The roller board preferably is provided with a brake means and the brake means preferably is activated by a movement of the control rod, it being particularly preferred that pivoting of the control rod in forward direction triggers a braking operation. As an alternative thereto, the brake means can also be activated by foot operation. In this case, it is expedient to use the standing leg, usually situated to the rear, for activating the brake. If the control rod is used for initiating a braking operation, it is preferred to provide a brake locking means that permits pivoting of the control rod in forward direction only after the same has been unlocked before. It is thus prevented that accidental forward leaning against the control rod causes initiation of a braking operation which is further increased by the ensuing forward leaning due to such braking, and finally has the effect that the user can no longer keep his balance and falls from the roller board in forward direction. Preferably, the unlocking means is provided at the upper end of the control rod and pivoting of the control rod in forward direction is possible after operation of said unlocking means only.
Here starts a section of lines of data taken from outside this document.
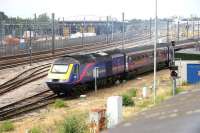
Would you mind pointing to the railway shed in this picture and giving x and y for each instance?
(188, 62)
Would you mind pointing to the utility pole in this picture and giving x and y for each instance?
(167, 30)
(156, 35)
(198, 30)
(53, 32)
(107, 29)
(150, 28)
(112, 30)
(123, 31)
(30, 44)
(173, 68)
(35, 25)
(83, 29)
(193, 26)
(187, 28)
(178, 31)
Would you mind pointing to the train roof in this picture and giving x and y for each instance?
(87, 58)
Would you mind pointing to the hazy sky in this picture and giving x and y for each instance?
(70, 9)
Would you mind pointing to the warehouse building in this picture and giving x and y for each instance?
(188, 62)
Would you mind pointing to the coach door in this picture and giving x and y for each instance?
(76, 72)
Preferably, the brake means has at least one brake roller and at least one displacement means which, for effecting a braking operation, brings the at least one brake roller in contact with at least one of the wheels for effecting a deceleration. It is advantageous that the brake roller is contacted with, i.e. urged against, the wheel for a braking operation only, thus avoiding deterioration of the rolling properties of the roller board during ordinary use. It is advantageous to provide the displacement means in the form of a carriage or a thrust bar having the at least one, but preferably all, brake rollers mounted thereon. This carriage may be attached in a guide means, for example, below the footboard e.g. by engaging a kind of groove and being guided thereby. Via a lever mechanism, this carriage can be displaced, for example, towards the rear upon forward movement of the control rod, thereby engaging the brake roller with the wheel. It is expedient to design the means for transferring the forward motion of the control bar to the brake roller such that the fulcrums and the lengths of the lever arms or the points of application of the force are chosen such that favorable ratios of force are obtained, i.e. force increase or force decrease for example.
In an alternative preferred embodiment of the brake means, the latter has a foot brake lever pivotably supported at the rear end of the footboard, which is coupled to a friction mechanism acting on the rear wheel. This friction mechanism in turn contains a brake roller acting simultaneously on the rear wheel and a brake pad, so that the brake pad decelerates the brake roller and the brake roller in turn decelerates the rear wheel. In this regard, the alternative brake device is similar to the brake device described hereinbefore. The alternative brake means is provided, as actuating means, with the foot brake lever, thus permitting easy deceleration in that the user simply presses the foot brake lever with the heel of a foot.